Une journaliste ivoirienne spécialisée dans les questions d'environnement m'a expliqué, découragée : " comment voulez-vous que nous fassions prendre conscience à nos dirigeants africains et à nos populations de l'importance des problèmes d'environnement à court et à moyen terme, si des pays comme la France ne donnent pas l'exemple, ne font pas des efforts ". Un autre ajoute : " Votre égoïsme est saisissant. Non seulement vous nous " vendez " votre modèle de développement, mais en plus vous ne respectez aucune des décisions prises au niveau international. C'est quand même votre président qui a dit " la Maison brûle " ?
Nous nous surdéveloppons et à Abidjan, il manque de l'eau dans plusieurs quartiers, les ordures s'accumulent. Dans l'intérieur du pays, la déforestation se poursuit parce que les producteurs de cacao et de café tentent de lutter contre la baisse des cours en augmentant les surfaces cultivées. Quant aux réserves naturelles et aux parcs nationaux, ils ont été désertés par leurs personnels qui ne sont plus payés : la chasse aux espèces rares bat son plein. Et grâce aux forestiers français, les bois précieux continuent de disparaître sans le moindre contrôle. Et évidemment sans le moindre profit pour les Ivoiriens tandis que leur gouvernement consacre de plus en plus d'argent à acheter des armes pour relancer le conflit avec les rebelles du Nord. Lesquels facilitent également le pillage des ressources naturelles.
Tout cela est évidemment bien peu de choses par rapport à l'intense satisfaction des automobilistes qui vont pouvoir continuer à rouler à 130 kilomètres à l'heure et à tenir le haut du bitume.

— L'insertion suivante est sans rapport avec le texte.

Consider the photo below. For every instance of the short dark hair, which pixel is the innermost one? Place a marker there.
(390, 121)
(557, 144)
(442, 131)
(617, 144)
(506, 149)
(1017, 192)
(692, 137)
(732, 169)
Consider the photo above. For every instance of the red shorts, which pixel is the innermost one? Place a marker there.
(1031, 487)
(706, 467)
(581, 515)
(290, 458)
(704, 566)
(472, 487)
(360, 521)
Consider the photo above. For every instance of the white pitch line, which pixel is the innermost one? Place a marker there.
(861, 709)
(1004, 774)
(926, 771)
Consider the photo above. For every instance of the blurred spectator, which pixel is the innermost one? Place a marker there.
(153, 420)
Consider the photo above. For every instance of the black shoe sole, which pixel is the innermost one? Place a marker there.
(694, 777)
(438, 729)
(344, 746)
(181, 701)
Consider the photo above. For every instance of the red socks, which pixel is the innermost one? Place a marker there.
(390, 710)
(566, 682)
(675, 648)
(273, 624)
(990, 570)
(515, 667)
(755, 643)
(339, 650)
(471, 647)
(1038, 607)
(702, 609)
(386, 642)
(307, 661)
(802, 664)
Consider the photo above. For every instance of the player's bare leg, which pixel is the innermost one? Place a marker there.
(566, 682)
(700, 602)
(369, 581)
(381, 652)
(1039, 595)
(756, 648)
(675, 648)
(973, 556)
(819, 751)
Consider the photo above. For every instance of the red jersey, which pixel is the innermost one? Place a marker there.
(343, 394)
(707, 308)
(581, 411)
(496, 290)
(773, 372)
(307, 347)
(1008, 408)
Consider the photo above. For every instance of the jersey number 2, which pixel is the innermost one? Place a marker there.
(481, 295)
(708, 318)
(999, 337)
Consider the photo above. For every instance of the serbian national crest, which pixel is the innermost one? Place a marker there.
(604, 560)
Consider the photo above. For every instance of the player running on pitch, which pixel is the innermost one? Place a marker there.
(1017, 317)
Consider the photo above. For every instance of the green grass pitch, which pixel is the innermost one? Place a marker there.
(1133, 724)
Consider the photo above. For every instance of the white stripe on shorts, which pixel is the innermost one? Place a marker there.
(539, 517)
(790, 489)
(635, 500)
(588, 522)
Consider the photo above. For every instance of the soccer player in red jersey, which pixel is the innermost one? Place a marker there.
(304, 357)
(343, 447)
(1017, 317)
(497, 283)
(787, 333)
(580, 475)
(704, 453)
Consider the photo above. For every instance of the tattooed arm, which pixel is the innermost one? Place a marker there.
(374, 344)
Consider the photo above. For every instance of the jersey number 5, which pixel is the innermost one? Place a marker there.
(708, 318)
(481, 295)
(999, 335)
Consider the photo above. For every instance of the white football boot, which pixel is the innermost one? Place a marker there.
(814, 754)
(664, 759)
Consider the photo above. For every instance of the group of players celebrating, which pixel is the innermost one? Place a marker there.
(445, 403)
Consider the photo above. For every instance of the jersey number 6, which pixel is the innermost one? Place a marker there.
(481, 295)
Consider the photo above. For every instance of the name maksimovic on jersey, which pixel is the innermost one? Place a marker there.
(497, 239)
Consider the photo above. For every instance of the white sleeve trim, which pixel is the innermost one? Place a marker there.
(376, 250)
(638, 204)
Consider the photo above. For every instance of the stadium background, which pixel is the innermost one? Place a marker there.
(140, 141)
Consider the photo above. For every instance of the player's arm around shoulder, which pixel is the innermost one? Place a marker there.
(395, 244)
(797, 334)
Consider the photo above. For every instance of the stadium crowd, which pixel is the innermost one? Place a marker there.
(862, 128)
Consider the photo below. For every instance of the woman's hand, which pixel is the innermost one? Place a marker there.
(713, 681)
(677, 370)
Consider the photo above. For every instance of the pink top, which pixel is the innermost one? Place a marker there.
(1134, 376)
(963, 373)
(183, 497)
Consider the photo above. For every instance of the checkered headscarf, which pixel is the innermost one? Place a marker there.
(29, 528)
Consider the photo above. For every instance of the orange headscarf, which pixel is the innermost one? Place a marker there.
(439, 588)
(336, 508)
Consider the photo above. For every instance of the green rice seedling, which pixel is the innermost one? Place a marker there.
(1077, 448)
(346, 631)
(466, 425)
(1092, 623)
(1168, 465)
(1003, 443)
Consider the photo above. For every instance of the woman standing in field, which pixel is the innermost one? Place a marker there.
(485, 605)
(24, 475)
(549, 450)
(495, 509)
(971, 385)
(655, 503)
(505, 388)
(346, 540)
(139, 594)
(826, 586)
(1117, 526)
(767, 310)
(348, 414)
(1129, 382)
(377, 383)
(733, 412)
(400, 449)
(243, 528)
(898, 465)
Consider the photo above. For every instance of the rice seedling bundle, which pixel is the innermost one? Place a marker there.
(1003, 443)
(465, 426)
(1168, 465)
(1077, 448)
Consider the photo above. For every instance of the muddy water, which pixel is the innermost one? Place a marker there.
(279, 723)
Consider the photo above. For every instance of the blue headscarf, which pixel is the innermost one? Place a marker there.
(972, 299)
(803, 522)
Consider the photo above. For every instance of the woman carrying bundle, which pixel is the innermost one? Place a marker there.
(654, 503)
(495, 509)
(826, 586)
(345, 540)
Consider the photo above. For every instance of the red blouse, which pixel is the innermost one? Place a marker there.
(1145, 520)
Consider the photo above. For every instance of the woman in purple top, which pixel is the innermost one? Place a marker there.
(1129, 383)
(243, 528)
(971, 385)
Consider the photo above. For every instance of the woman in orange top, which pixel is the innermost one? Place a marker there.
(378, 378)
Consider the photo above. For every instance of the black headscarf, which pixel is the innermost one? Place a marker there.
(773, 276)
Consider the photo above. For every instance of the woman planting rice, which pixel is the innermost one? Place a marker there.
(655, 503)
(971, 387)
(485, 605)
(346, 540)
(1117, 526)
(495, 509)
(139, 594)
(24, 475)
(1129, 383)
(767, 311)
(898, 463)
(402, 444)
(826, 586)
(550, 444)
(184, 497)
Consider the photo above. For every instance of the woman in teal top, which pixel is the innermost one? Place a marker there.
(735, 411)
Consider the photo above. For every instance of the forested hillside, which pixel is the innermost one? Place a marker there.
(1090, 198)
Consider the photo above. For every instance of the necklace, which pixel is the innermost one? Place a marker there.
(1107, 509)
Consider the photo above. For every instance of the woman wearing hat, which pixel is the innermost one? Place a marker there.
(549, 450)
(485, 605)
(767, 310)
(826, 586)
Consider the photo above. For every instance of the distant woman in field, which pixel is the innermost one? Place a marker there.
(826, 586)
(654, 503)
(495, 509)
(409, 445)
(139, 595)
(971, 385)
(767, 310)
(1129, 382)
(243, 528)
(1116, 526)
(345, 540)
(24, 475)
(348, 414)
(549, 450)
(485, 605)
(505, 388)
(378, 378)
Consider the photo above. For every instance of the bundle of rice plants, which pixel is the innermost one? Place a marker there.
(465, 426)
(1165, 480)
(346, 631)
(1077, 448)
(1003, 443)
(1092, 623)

De toute évidence, nous le savons désormais, Madame Bachelot n'a plus l'oreille du président. Un président qui est même devenu sourd aux prières de Nicolas Hulot.

Par Claude-Marie Vadrot
Président de l'association des Journalistes
pour la Nature et l'Ecologie


PS Petit plaisir : si mes informations sont bonnes, la France aura au moins voté à Bruxelles le 8 décembre contre l'autorisation d'un nouveau maïs transgénique.